"…and this, my secret; of an ordinary life, a life as others, but like no other. A women hidden in confusion…a forlorn odyssey, a lifetime only once revealed?
Many folks discuss the legitimacies of being a Transgender. Some condemn, some rejoice, and still, others debate medical efficacies. Is a Transgender born as something else, something other than their genitals define?
If one identifies as a Transgender, do they suffer genetic or biological incongruity. Is their distinction the result of dysfunctional parenting, or simply, were they born with the wrong body, or mind.
The righteous never dispute that each person is created in the image of the God, by God. … they profess, we are a man, or we are a woman, as we were at birth. Certainly, never shall we change what birth has given us. Ironically, they continue, God has given each of us a free will to choose. Really! I exclaim. Is a wrong body a choice or the will of God?
Perhaps having read the idiosyncrasies of my lifetime, my family culture and career, you will accept that our being is defined by something other than our birth. That each one of us is a preordained being. Regardless of our genitalia at birth.
As pieces of my youth passed, I often experienced a sudden flutter of butterflies coursing through my body, trembles that painted my heart and soul. Was it an innate desire? From where did this uninvited exhilaration originate? What was the cause? Then, as my youthful intrigue passed, I recognized the correlation, the mystery of each sudden exuberance. Womanhood was hidden within me… sensual excitement was screaming for escape.
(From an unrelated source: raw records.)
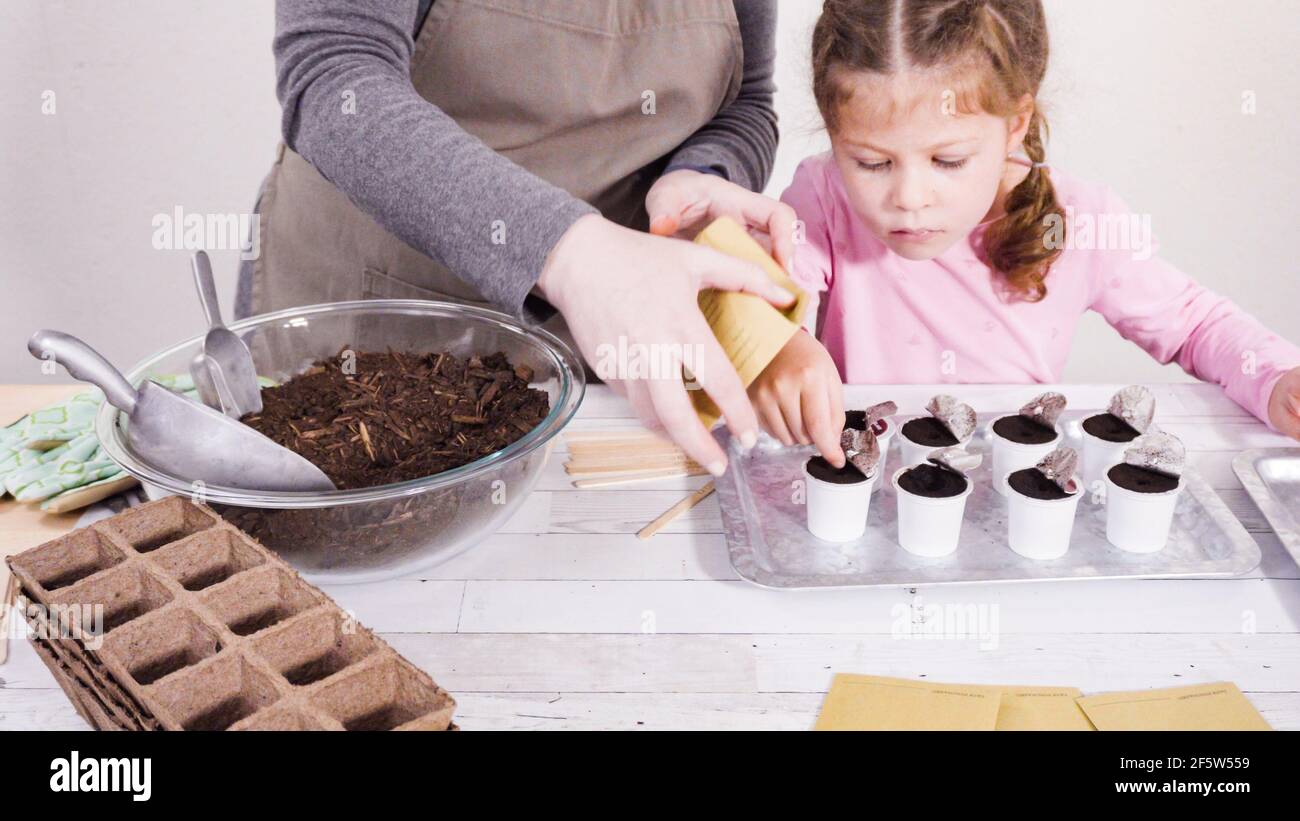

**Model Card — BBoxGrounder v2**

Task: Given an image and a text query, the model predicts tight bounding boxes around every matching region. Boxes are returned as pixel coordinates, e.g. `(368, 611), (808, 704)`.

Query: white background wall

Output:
(0, 0), (1300, 392)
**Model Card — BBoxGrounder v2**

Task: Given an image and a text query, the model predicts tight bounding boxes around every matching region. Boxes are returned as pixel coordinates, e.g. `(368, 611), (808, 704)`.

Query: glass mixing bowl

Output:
(95, 299), (585, 583)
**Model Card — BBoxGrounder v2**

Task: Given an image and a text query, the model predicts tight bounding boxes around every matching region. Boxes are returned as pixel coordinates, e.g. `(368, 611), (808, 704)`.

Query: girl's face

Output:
(831, 73), (1032, 260)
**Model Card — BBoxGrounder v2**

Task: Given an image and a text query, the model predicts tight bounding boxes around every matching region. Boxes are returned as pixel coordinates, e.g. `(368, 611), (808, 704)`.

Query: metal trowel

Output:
(27, 330), (337, 491)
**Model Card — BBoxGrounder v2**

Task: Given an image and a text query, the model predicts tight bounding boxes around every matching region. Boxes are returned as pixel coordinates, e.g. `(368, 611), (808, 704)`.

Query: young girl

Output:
(750, 0), (1300, 466)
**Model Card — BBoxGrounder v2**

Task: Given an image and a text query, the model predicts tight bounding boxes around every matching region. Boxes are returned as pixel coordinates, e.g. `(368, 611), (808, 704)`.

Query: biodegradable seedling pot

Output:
(988, 417), (1061, 496)
(997, 470), (1084, 560)
(803, 461), (880, 542)
(892, 465), (975, 557)
(1105, 468), (1187, 553)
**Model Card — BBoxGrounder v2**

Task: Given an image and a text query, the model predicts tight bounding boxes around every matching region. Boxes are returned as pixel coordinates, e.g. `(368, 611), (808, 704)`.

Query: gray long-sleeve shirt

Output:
(274, 0), (776, 322)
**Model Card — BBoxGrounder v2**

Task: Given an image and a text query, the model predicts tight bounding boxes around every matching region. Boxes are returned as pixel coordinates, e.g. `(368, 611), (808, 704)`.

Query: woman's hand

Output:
(749, 330), (845, 468)
(1269, 368), (1300, 439)
(646, 169), (794, 270)
(537, 214), (794, 475)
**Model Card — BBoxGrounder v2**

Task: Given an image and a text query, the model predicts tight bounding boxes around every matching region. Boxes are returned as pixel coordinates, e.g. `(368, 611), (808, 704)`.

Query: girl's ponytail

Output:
(983, 110), (1065, 301)
(813, 0), (1065, 301)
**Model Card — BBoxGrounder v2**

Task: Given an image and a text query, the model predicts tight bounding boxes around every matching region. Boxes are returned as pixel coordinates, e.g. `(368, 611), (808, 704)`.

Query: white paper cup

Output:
(803, 461), (880, 542)
(988, 417), (1061, 496)
(998, 472), (1084, 560)
(892, 465), (975, 557)
(871, 417), (898, 494)
(1080, 426), (1132, 492)
(1105, 473), (1186, 553)
(898, 417), (974, 468)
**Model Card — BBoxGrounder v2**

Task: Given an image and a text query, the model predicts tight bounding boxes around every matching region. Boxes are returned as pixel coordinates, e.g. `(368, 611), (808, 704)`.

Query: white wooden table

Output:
(0, 385), (1300, 730)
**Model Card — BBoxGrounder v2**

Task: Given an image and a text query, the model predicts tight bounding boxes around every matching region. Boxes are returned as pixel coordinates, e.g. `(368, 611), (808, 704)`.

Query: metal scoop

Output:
(190, 251), (261, 420)
(27, 330), (335, 491)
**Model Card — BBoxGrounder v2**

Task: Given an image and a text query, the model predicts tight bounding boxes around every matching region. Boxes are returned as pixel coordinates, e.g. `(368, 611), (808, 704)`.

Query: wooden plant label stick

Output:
(637, 482), (714, 539)
(573, 465), (709, 490)
(0, 573), (18, 664)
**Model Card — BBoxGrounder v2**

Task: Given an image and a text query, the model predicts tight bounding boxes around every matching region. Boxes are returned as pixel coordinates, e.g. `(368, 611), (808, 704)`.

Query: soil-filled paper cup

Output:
(1080, 429), (1132, 492)
(988, 425), (1061, 496)
(998, 474), (1084, 560)
(892, 465), (975, 557)
(803, 462), (880, 542)
(891, 417), (974, 468)
(1105, 472), (1186, 553)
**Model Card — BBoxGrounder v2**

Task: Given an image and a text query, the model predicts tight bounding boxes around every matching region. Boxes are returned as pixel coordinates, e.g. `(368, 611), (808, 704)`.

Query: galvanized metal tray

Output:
(715, 412), (1263, 590)
(1232, 448), (1300, 565)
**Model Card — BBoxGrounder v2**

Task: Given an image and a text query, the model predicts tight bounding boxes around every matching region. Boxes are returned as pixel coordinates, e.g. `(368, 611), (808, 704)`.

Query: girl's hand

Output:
(646, 169), (794, 270)
(1269, 368), (1300, 439)
(749, 330), (845, 468)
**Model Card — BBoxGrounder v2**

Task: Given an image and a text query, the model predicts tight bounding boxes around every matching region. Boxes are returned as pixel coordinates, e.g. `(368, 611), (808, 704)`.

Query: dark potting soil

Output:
(807, 456), (867, 485)
(1106, 462), (1178, 494)
(844, 411), (889, 436)
(241, 347), (550, 490)
(902, 416), (957, 448)
(1083, 413), (1141, 442)
(898, 462), (967, 499)
(1010, 468), (1070, 500)
(993, 413), (1056, 444)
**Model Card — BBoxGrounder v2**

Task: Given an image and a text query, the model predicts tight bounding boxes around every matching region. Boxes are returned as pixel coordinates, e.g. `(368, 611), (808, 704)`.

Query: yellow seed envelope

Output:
(815, 673), (1000, 730)
(997, 687), (1095, 730)
(1079, 682), (1273, 730)
(690, 217), (809, 427)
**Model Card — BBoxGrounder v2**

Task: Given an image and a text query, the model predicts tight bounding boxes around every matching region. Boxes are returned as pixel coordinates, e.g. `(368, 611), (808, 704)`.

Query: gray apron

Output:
(251, 0), (742, 344)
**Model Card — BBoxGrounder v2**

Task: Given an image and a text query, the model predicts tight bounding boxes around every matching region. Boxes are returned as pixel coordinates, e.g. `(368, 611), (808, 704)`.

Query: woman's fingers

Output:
(742, 194), (798, 272)
(645, 366), (727, 475)
(757, 398), (794, 447)
(801, 385), (845, 468)
(685, 317), (758, 448)
(689, 246), (794, 308)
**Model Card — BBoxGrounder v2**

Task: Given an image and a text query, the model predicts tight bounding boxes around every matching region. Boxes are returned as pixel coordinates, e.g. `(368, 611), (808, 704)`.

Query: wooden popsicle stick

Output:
(564, 459), (699, 475)
(0, 573), (18, 664)
(637, 482), (714, 539)
(573, 465), (709, 490)
(564, 427), (668, 442)
(568, 442), (685, 456)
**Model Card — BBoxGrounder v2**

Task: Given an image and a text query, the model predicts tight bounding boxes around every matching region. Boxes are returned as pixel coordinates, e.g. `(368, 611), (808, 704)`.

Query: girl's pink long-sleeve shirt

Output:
(781, 153), (1300, 423)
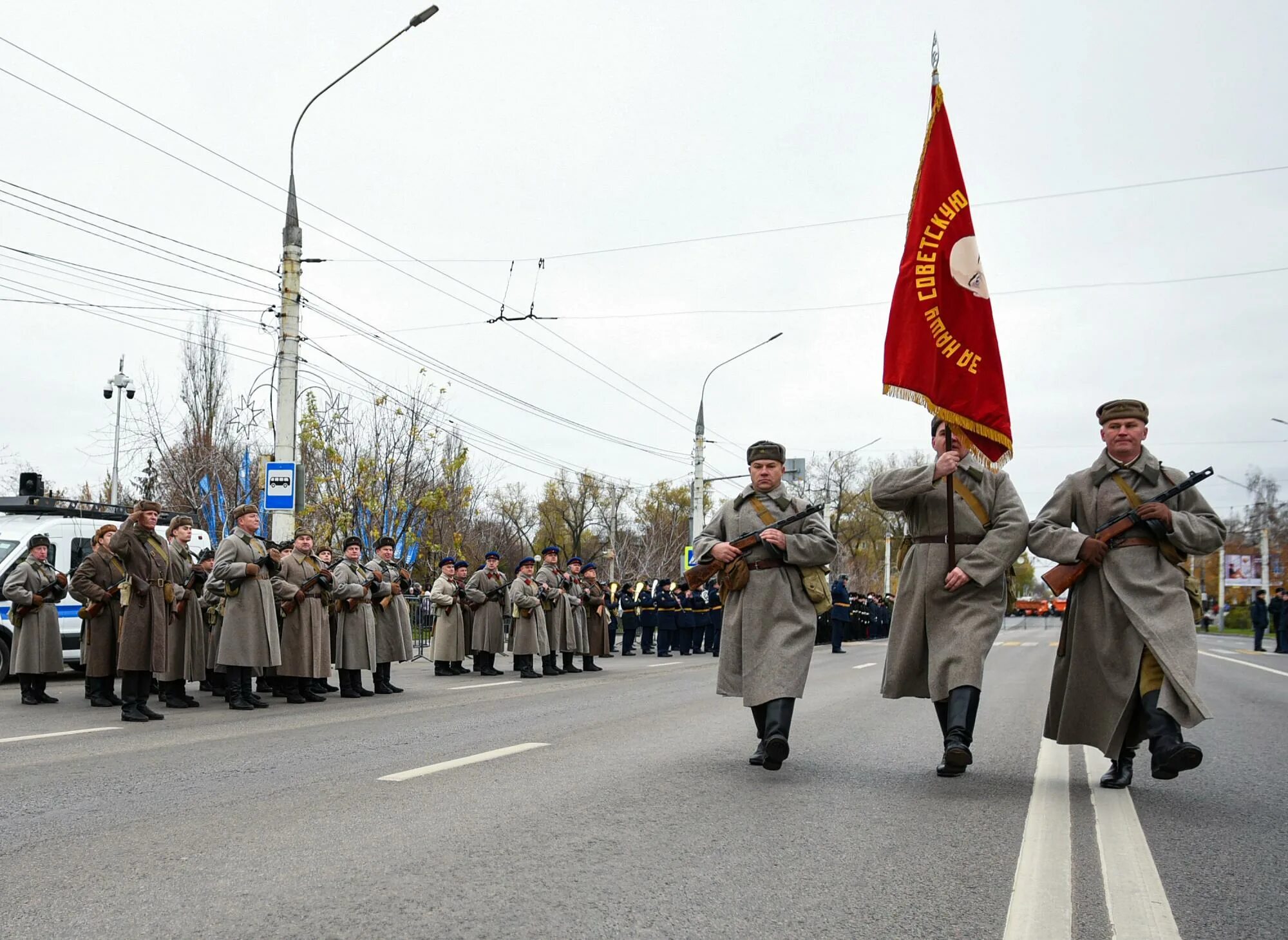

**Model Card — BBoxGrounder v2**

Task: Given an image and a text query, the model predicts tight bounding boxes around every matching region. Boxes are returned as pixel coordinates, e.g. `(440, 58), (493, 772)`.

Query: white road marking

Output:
(1083, 747), (1181, 940)
(0, 725), (121, 744)
(1199, 649), (1288, 676)
(450, 679), (522, 691)
(1002, 738), (1072, 940)
(380, 742), (550, 783)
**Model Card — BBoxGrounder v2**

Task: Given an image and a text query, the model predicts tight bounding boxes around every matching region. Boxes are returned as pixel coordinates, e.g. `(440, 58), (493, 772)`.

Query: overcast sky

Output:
(0, 0), (1288, 536)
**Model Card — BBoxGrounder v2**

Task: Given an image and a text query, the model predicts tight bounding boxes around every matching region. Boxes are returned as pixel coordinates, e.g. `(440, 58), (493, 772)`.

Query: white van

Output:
(0, 496), (210, 682)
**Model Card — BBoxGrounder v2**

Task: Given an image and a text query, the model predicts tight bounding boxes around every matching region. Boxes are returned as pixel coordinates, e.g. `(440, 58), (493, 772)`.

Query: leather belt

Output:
(1109, 537), (1158, 549)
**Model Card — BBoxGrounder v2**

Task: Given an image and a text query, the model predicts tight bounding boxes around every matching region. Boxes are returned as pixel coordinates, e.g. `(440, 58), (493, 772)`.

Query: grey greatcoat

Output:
(465, 568), (506, 653)
(367, 558), (412, 663)
(108, 519), (170, 673)
(1025, 449), (1226, 756)
(165, 540), (209, 682)
(693, 484), (836, 707)
(68, 550), (125, 679)
(211, 529), (282, 667)
(536, 564), (576, 653)
(429, 574), (469, 663)
(872, 456), (1029, 702)
(510, 574), (550, 655)
(4, 558), (67, 675)
(273, 550), (331, 679)
(331, 559), (377, 670)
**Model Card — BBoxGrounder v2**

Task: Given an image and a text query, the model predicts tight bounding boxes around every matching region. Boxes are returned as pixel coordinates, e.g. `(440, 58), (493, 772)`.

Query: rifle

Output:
(282, 568), (331, 616)
(684, 506), (823, 591)
(1042, 467), (1215, 596)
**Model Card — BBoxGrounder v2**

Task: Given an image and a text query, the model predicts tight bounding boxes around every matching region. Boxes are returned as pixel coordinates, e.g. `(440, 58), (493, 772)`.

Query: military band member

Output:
(693, 440), (836, 770)
(653, 578), (680, 658)
(211, 503), (282, 711)
(509, 556), (550, 679)
(331, 536), (384, 698)
(4, 534), (67, 704)
(537, 545), (581, 676)
(429, 558), (469, 676)
(617, 577), (640, 655)
(581, 561), (608, 672)
(273, 528), (331, 704)
(367, 536), (412, 695)
(1025, 399), (1226, 789)
(465, 551), (507, 676)
(872, 417), (1029, 776)
(70, 523), (125, 708)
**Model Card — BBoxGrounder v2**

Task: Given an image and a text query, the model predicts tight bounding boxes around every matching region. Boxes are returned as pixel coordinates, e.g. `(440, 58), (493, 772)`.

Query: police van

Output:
(0, 474), (210, 682)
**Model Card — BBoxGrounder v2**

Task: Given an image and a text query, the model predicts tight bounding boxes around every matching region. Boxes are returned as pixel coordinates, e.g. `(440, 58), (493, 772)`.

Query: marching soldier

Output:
(429, 558), (469, 676)
(872, 417), (1029, 776)
(70, 523), (125, 708)
(4, 534), (67, 704)
(211, 503), (282, 712)
(1025, 399), (1226, 789)
(693, 440), (836, 770)
(111, 500), (174, 721)
(537, 545), (581, 676)
(367, 536), (412, 695)
(331, 536), (384, 698)
(581, 561), (608, 672)
(509, 556), (550, 679)
(273, 528), (331, 704)
(465, 551), (506, 676)
(157, 515), (206, 708)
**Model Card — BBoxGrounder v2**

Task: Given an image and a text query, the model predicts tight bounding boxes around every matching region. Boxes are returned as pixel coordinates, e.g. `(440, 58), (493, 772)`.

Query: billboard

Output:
(1225, 555), (1261, 587)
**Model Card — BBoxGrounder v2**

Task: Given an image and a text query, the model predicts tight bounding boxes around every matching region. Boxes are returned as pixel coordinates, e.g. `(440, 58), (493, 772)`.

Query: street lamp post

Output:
(689, 332), (782, 545)
(272, 5), (438, 542)
(103, 355), (134, 506)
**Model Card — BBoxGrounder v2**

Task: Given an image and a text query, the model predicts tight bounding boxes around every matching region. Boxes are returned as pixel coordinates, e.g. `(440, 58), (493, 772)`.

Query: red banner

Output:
(881, 80), (1011, 467)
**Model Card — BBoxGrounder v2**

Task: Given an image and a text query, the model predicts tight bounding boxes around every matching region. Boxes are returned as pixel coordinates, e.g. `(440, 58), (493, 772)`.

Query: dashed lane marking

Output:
(0, 726), (121, 744)
(380, 742), (550, 783)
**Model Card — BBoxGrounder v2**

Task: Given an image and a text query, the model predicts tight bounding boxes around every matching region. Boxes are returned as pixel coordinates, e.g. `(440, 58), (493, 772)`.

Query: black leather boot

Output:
(935, 685), (979, 776)
(1140, 690), (1203, 780)
(1100, 746), (1136, 789)
(761, 698), (796, 770)
(747, 704), (765, 767)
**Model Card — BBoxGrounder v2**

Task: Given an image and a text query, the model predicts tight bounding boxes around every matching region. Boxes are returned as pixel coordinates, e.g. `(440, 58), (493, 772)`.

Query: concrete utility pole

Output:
(689, 332), (782, 545)
(269, 5), (438, 542)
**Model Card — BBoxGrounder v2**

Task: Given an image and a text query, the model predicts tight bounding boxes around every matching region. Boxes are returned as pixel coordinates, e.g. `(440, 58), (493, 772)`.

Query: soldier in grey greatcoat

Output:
(331, 536), (384, 698)
(211, 503), (282, 711)
(465, 551), (506, 676)
(536, 545), (581, 676)
(273, 528), (331, 704)
(367, 536), (412, 695)
(157, 515), (207, 708)
(1025, 399), (1226, 789)
(429, 558), (469, 676)
(872, 417), (1029, 776)
(693, 440), (836, 770)
(4, 534), (67, 704)
(510, 556), (550, 679)
(111, 500), (174, 721)
(68, 523), (125, 708)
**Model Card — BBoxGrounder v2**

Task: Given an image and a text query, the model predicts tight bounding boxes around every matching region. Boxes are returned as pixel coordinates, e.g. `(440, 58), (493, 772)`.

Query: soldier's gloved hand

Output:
(1136, 502), (1172, 532)
(1078, 536), (1109, 568)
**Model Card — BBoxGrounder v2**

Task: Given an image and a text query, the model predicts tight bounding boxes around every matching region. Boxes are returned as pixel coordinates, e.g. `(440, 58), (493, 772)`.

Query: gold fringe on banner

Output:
(881, 385), (1015, 470)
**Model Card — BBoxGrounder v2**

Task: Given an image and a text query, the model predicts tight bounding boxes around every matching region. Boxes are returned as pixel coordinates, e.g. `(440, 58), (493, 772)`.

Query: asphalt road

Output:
(0, 621), (1288, 940)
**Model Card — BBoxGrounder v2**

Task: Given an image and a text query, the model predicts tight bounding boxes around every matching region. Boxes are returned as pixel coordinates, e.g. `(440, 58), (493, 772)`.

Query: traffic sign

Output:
(264, 462), (295, 509)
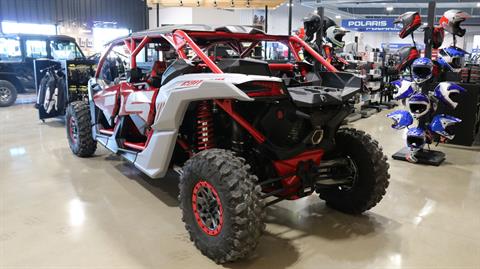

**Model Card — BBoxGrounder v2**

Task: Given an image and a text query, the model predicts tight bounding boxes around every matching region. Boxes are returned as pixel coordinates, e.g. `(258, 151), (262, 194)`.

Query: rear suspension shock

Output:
(197, 101), (215, 151)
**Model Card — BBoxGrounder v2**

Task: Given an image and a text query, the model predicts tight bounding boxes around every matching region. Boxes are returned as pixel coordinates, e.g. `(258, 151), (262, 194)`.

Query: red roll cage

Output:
(95, 30), (337, 144)
(95, 30), (337, 78)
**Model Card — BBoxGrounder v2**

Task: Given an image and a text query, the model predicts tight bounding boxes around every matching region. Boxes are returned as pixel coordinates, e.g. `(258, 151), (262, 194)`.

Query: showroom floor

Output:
(0, 104), (480, 269)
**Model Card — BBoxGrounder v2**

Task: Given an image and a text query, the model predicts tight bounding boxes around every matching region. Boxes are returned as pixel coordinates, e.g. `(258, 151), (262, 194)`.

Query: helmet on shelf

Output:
(437, 56), (454, 71)
(407, 93), (431, 119)
(393, 11), (422, 39)
(439, 9), (470, 37)
(387, 110), (413, 130)
(325, 25), (349, 48)
(303, 14), (321, 42)
(440, 46), (469, 68)
(322, 16), (337, 35)
(397, 47), (420, 71)
(407, 127), (427, 149)
(432, 26), (445, 49)
(391, 79), (415, 100)
(412, 57), (433, 84)
(433, 82), (465, 108)
(429, 114), (462, 140)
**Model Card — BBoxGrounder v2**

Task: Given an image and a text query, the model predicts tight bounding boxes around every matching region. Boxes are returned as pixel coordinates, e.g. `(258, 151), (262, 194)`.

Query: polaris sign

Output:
(342, 18), (401, 32)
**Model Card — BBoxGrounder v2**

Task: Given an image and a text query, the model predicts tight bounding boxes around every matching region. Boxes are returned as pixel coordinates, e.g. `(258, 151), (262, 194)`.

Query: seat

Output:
(150, 61), (167, 78)
(148, 61), (167, 88)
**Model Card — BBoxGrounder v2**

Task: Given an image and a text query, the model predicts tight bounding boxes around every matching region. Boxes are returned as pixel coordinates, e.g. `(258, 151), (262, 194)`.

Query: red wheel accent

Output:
(68, 117), (78, 144)
(192, 180), (223, 236)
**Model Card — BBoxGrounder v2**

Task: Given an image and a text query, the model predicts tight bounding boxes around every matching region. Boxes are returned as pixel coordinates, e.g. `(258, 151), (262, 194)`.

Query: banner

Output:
(342, 18), (401, 32)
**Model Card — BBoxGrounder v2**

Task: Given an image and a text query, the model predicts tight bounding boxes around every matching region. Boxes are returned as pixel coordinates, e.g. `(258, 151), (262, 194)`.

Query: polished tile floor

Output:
(0, 105), (480, 269)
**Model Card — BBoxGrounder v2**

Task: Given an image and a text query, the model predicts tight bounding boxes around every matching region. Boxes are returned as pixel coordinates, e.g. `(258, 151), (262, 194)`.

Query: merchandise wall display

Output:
(66, 25), (390, 263)
(387, 10), (468, 162)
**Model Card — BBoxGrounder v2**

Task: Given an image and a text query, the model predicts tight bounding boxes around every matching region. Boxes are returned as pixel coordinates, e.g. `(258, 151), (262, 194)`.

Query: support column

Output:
(264, 6), (268, 33)
(288, 0), (293, 35)
(424, 1), (436, 59)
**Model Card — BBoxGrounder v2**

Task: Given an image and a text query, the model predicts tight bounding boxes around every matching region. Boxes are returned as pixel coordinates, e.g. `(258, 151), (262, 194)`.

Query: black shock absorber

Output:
(232, 120), (245, 152)
(197, 101), (215, 151)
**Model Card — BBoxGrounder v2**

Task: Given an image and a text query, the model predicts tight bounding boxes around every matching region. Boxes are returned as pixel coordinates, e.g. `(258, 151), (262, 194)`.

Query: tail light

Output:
(237, 81), (285, 97)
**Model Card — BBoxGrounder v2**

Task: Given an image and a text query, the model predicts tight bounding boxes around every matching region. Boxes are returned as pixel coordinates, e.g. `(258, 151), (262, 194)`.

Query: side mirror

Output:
(149, 77), (162, 88)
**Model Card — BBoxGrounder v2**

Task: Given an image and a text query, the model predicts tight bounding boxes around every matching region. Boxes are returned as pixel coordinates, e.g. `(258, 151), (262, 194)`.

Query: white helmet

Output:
(391, 79), (415, 100)
(326, 25), (349, 48)
(439, 9), (470, 37)
(433, 82), (465, 108)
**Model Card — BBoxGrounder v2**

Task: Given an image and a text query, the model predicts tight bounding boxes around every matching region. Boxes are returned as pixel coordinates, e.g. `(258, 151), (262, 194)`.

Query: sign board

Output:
(342, 18), (401, 32)
(382, 43), (425, 50)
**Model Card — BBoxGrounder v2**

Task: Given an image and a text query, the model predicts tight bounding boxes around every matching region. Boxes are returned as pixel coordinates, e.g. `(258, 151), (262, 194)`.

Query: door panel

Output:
(118, 82), (158, 125)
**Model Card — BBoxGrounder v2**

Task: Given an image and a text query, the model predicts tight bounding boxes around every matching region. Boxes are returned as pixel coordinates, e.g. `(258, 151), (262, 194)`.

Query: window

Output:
(0, 38), (22, 62)
(25, 40), (47, 58)
(50, 40), (83, 60)
(2, 21), (56, 35)
(262, 41), (290, 61)
(99, 44), (130, 85)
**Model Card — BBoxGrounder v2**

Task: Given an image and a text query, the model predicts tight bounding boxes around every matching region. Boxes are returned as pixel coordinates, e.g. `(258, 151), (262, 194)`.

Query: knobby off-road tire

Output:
(0, 80), (17, 107)
(320, 128), (390, 214)
(179, 149), (265, 263)
(65, 101), (97, 157)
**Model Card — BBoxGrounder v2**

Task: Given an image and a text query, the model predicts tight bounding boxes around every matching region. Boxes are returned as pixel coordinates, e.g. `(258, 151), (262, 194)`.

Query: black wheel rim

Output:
(0, 87), (12, 103)
(68, 117), (78, 144)
(338, 156), (358, 191)
(192, 180), (223, 236)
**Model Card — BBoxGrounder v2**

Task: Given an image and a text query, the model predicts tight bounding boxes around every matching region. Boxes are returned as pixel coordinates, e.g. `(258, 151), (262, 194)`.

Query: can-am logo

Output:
(348, 21), (388, 27)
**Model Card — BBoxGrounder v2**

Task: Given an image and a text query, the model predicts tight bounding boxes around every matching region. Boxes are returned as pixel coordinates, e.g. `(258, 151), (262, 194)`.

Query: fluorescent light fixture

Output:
(93, 27), (130, 52)
(2, 21), (55, 35)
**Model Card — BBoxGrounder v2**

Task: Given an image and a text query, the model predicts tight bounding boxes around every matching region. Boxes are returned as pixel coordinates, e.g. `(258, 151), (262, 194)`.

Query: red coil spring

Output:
(197, 101), (215, 151)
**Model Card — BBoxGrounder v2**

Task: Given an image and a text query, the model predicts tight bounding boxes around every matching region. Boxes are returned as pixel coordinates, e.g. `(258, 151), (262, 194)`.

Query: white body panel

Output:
(92, 74), (282, 178)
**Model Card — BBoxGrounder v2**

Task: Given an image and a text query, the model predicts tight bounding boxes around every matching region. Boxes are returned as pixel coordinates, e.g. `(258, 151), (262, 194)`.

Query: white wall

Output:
(193, 8), (242, 26)
(149, 7), (193, 28)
Who was I? What kind of person was hidden behind the manhood I portrayed? I’ll never know. Except, the person I know today is much better. She is happier and kinder.
My male costume and male persona weren’t instinctive. Distinct thoughts, though mindful and determinate, were never the same as my male counterparts or influences. Regardless of this gender mishap, I never betrayed my birth gender. I remained a woman hidden in a man’s body. I played a male perfectly and never did I release the woman chained deep within my soul, … her desires and emotion were imprisoned. I surmised, forever.
I was born on a roadway given free will to choose my destination. I chose the truest direction to my chained soul, to my truest self.
At age 72 years old, I unchained my soul and a woman escaped; a benign being, happiness surrounded her.
My heart is no longer alone; a woman lives."